It was found that there was an interaction between the message type and the color [χ² (df = 1) = 4.90, p < 0.05], see Table 2. Post hoc (Tukey’s-HSD) analyses revealed that there was no significant difference in the estimated error probability in the red background e-HMI for the different message types (z = −0.51, p = 0.6) (Figure 7 Bottom). This finding means that when there was a red background e-HMI, pedestrians tended to decide not to cross in both messages type. However, in the green background e-HMI, pedestrians had higher errors when they received status messages compared to advice messages (z = 2.9, p < 0.05) (Figure 7 Bottom). Also, there was an interaction between the message type and the modality [χ² (df = 1) = 17.59, p < 0.001] (Figure 7 Middle). In the status message, the estimated error probability for text messages was lower than for symbol messages (z = −4.5, p < 0.001). A learning effect over time that is being reflected by the reduction of the estimated error probability seems to have a similar pattern for each message type-modality combination (Figure 7 Middle) and each message type-color combination (Figure 7 Bottom).

Response Time in General and Over Time

Distance and Color

There was an interaction between the distance and color for response time of the compatible responses [F(1,1389) = 34.0, p < 0.001] see Table 3. Post hoc (Tukey’s-HSD) analyses revealed that in the close distance, response times for compatible responses were shorter for the red background e-HMI color (Mean = 1.14 s, SD = 0.71) compared to the green (Mean = 1.48 s, SD = 1.18, p < 0.001), as shown Figure 8. In the far distance, response time was shorter when the e-HMI background color was green (Mean = 1.15 s, SD = 0.69) compared to red (Mean = 1.44, SD = 1.29, p < 0.05). Overall, response time was shorter over time for each combination of distance-e-HMI background color, for all responses [F(1,1389) = 38.2, p < 0.01] and for compatible responses [F(1,1389) = 37.01, p < 0.01], as seen in Table 3 and Figure 8. Thus, there was a learning effect over time. Moreover, the learning effect shown through the reduction of response time seems to have a similar pattern for all four distance-color combinations.

TABLE 3

Table 3. The effect of color and crossing context factors (car size, distance, and order) on Response time (ln transformed) and number of fixations for all responses and the compatible responses (GLMM).

FIGURE 8

Figure 8. Response time for compatible responses by distance and color over time.

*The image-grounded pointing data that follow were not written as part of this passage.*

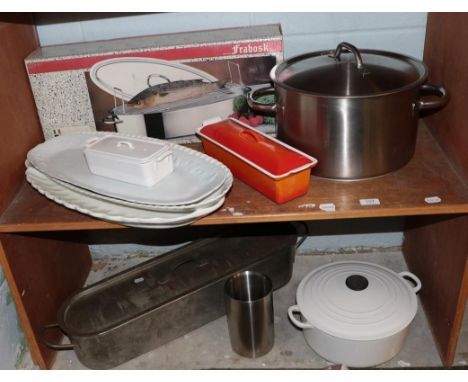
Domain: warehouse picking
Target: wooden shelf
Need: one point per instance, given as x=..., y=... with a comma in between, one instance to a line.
x=400, y=193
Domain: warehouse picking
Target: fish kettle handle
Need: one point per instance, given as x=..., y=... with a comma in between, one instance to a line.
x=58, y=347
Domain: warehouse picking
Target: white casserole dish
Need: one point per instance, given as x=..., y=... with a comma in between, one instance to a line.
x=355, y=313
x=131, y=160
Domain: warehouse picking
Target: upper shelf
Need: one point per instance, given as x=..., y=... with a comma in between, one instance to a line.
x=400, y=193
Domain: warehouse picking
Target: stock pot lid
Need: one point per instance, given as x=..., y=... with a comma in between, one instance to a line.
x=356, y=300
x=349, y=72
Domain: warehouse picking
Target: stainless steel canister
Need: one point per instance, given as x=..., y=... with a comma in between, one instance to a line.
x=249, y=310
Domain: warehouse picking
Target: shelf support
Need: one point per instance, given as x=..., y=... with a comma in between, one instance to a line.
x=41, y=273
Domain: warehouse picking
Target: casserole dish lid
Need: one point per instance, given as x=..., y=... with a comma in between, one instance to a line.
x=269, y=155
x=349, y=72
x=358, y=300
x=128, y=148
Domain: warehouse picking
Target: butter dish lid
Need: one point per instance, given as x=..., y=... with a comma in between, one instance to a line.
x=128, y=148
x=269, y=155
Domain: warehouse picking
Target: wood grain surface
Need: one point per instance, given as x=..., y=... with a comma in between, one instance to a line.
x=401, y=193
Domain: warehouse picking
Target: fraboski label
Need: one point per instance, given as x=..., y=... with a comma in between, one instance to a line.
x=251, y=48
x=183, y=54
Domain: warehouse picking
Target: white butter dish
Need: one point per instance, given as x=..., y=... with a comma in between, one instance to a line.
x=128, y=159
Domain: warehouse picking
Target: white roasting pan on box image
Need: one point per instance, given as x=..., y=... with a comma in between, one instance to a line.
x=124, y=78
x=129, y=159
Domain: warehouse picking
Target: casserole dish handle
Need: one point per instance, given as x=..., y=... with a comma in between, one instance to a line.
x=295, y=309
x=259, y=106
x=58, y=347
x=414, y=279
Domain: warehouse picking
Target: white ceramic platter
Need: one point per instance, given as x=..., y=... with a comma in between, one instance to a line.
x=195, y=175
x=104, y=210
x=210, y=200
x=127, y=76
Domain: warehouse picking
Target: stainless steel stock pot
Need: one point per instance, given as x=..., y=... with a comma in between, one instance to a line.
x=356, y=111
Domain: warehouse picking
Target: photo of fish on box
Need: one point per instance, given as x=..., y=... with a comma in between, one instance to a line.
x=162, y=86
x=168, y=99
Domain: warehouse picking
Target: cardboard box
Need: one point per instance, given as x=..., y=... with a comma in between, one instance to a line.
x=87, y=86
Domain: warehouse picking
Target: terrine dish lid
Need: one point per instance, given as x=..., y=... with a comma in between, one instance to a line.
x=128, y=149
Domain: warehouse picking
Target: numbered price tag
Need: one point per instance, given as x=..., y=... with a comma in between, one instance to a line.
x=369, y=202
x=432, y=200
x=327, y=207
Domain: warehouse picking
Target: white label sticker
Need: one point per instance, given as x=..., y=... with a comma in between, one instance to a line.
x=307, y=205
x=328, y=207
x=369, y=202
x=432, y=199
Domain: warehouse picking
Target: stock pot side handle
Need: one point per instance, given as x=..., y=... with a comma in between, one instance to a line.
x=258, y=106
x=433, y=90
x=295, y=309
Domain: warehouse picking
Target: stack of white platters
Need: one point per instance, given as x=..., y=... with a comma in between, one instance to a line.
x=196, y=187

Number of Fixations in General and Overtime

Distance and Color

In general, there was an interaction between the color, distance, and the number of fixations [F(1,1389) = 20.42, p < 0.001] for the compatible responses (Table 3 and Figure 9). Post hoc analysis revealed that in the close distance, there were less fixations on the red e-HMI background (Mean = 3.25 SD = 2.27) compared to the green one (Mean = 4.39, SD = 3.43, p < 0.001). Findings reveal that for both colors, the number of fixations was reduced over time [F(1,1389) = 11.18, p < 0.05], which indicates upon learnability. However, in the close distance, the number of fixations was reduced more notably compared to the far distance. In other words, the learnability overtime was more significant in the close distance compared to the far distance (Figure 9).

FIGURE 9

Figure 9. Number of fixations for compatible responses: By distance and color over time.

Rate of Fixations per Millisecond

One can rightfully argue that the number of fixations will increase if response time increases, which is why it is also necessary to look at the rate of fixations. This is a similar analysis to the one in 3.5.1 of the number of fixations but now with response time as a covariate, leading to an examination of the rate of fixations per millisecond. If the response time as a covariate in the model is statistically significant, it implies that the fixation rate changes over time. Depending on the estimated mean of this covariate, one can identify the rate of change in the number of fixations over time. If the rate estimate is less than one, it means that as response time increases, the increase in the number of fixations decreases (indicating that fixations are becoming longer). Oppositely, if the rate estimate is larger than one, it indicates that the number of fixations increases as the time progresses (indicating a more erratic movement of the eyes).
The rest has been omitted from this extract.